A, C, G and T: These four letters strung together over and over in various combinations, up to about 3 billion letters long, represent the genetic code that provides molecular instructions for each cell in the body. Essentially, the A-C-G-T code is a programming language, and various tweaks and alterations in the code — some changes are only to a single letter, and others are more extensive — make up the differences among individuals and between disease and healthy states.
Variations in human genetic code control not only our hair and eye color, but just about every facet of biology — for example, differences in how the immune system responds to infection.
To solve the mysteries of human biology and develop new treatments and diagnostic tools for disease, scientists rely on large databases that catalog the genomic code of many thousands of people who donate blood or saliva samples containing their individual, unique genetic material.
One such biobank, widely used by researchers, contains genetic material from 500,000 participants and is housed in the United Kingdom.
On the other side of the Atlantic Ocean, the All of Us research program, funded by the National Institutes of Health, is building a similar scientific resource. The program aims to enroll at least 1 million volunteers from diverse backgrounds in the United States who consent to share their health data and blood or saliva samples for genomic analysis.
“A goal of the program is to understand the vast genomic diversity among individuals in the U.S.,” says Kimberly Doheny, Ph.D., associate professor of genetic medicine at the Johns Hopkins University School of Medicine, and co-principal investigator for the Baylor-Hopkins Clinical Genome Center for the All of Us program.
An essential part of understanding the full scope of human genetic diversity, says Doheny, is ensuring that scientific research includes an ethnically and socially diverse population. Research has shown that the effectiveness of medicines and treatments vary among ethnicities, as well as from person to person.
The All of Us research program has released an initial, huge trove of genomics data to scientists.
To date, some 329,000 participants have provided blood or saliva samples, from which DNA is extracted.

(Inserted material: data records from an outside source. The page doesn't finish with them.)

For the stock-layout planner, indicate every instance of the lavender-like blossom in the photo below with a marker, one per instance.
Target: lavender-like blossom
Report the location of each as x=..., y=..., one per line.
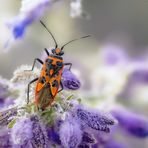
x=53, y=135
x=5, y=140
x=88, y=138
x=111, y=143
x=30, y=132
x=70, y=133
x=69, y=80
x=132, y=123
x=94, y=120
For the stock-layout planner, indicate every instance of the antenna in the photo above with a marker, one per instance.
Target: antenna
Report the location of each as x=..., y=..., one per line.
x=56, y=45
x=74, y=40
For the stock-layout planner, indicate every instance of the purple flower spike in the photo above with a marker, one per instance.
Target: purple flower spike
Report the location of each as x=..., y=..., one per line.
x=94, y=120
x=21, y=131
x=84, y=145
x=114, y=144
x=30, y=132
x=6, y=116
x=29, y=12
x=133, y=123
x=88, y=138
x=70, y=134
x=69, y=80
x=5, y=141
x=54, y=136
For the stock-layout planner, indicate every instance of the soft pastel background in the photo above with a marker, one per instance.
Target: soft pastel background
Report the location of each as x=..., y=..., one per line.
x=117, y=22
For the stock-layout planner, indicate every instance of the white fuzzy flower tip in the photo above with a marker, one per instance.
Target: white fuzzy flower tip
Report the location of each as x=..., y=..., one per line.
x=30, y=11
x=70, y=134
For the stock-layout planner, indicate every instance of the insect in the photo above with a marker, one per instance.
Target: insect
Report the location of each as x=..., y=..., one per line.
x=49, y=81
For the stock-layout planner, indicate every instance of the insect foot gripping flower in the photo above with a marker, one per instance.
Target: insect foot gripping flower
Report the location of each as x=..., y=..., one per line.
x=69, y=80
x=6, y=116
x=87, y=140
x=94, y=120
x=70, y=133
x=133, y=123
x=76, y=9
x=30, y=11
x=30, y=132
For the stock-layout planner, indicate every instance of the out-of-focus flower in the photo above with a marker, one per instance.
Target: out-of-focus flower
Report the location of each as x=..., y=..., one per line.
x=7, y=115
x=95, y=120
x=29, y=12
x=5, y=140
x=30, y=132
x=70, y=133
x=132, y=123
x=69, y=80
x=76, y=9
x=113, y=55
x=111, y=143
x=4, y=90
x=111, y=76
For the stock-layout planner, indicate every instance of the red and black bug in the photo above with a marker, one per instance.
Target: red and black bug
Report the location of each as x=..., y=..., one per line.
x=49, y=81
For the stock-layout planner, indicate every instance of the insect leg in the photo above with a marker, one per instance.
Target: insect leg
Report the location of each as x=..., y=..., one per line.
x=35, y=60
x=34, y=80
x=70, y=64
x=61, y=87
x=46, y=51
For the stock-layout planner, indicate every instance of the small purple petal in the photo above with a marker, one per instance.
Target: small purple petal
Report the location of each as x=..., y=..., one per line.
x=40, y=138
x=5, y=140
x=70, y=134
x=21, y=131
x=30, y=132
x=133, y=123
x=95, y=120
x=54, y=136
x=84, y=145
x=69, y=80
x=114, y=144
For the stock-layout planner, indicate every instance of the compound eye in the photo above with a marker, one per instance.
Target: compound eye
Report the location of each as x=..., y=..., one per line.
x=49, y=61
x=58, y=50
x=53, y=51
x=59, y=64
x=62, y=52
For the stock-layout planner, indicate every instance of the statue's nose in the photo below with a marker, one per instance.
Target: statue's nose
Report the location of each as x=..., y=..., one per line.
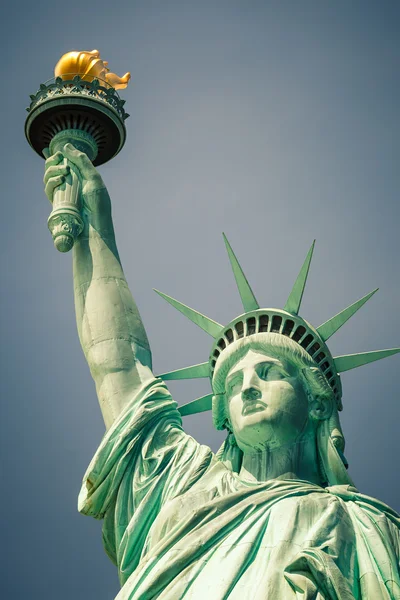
x=251, y=393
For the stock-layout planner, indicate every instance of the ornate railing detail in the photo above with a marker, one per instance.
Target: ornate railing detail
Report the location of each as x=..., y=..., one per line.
x=79, y=87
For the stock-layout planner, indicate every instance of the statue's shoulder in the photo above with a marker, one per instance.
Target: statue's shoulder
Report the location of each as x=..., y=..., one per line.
x=373, y=507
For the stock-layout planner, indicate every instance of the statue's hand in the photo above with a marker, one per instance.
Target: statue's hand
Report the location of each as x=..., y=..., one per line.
x=96, y=201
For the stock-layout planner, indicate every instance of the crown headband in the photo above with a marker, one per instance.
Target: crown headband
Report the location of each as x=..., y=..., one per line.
x=285, y=322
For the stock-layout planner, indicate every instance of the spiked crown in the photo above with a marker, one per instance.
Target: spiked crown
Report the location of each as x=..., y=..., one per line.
x=285, y=322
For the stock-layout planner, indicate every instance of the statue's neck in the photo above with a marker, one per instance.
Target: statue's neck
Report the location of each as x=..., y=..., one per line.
x=296, y=461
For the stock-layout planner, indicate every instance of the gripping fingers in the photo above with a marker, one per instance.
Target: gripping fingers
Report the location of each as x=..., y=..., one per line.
x=55, y=170
x=81, y=160
x=51, y=184
x=55, y=159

Half of the participants identified as racially or ethnically underrepresented in biomedical research. The participants also submitted health information through surveys or may have shared their electronic health records.
The extracted DNA from each person is processed so that every chemical “letter,” or base pair, is cataloged in what’s called a whole genome sequence — all 3 billion base pairs per person. Several research institutions — the Baylor-Hopkins Clinical Genome Center, the Northwest Genomics Center at the University of Washington, and the Broad Institute of the Massachusetts Institute of Technology and Harvard University — are working together to compile this whole genome sequencing data.
As part of the Baylor-Hopkins Clinical Genome Center, Doheny’s team at Johns Hopkins provided genotyping array data, which focuses on particular locations in the genome.
The array data, one-third of which was analyzed at Johns Hopkins, provides an important measure of quality control, ensuring that sequencing data from each whole genome is correctly tied to each individual. Array data is accessible to researchers alongside whole genome sequencing information.
The array data has already been used to provide participants with the program’s first genetic results. Through a secure web portal, participants may choose to receive information on their genetic ancestry and non-health related traits, such as a person’s likely preference for cilantro and whether they have sticky ear wax.
In the future, the program also will offer health-related genetic results to participants including information about hereditary disease risk and how they may respond to certain medications based on their genes.
Access to the first set of genomic data from All of Us is now available to researchers — including those at Johns Hopkins — with many privacy and security provisions, such as a registration process for each scientist and the scientist’s organization. In addition, direct participant identifiers have been removed, and scientists may not copy data from the All of Us research portal and store it on their computer devices.
“Broadly accessible datasets, such as All of Us’, are very important to the research community,” says Doheny. “It’s a rich resource for scientists not only for ongoing and new studies of health and disease, but for educating new generations of genetics researchers.”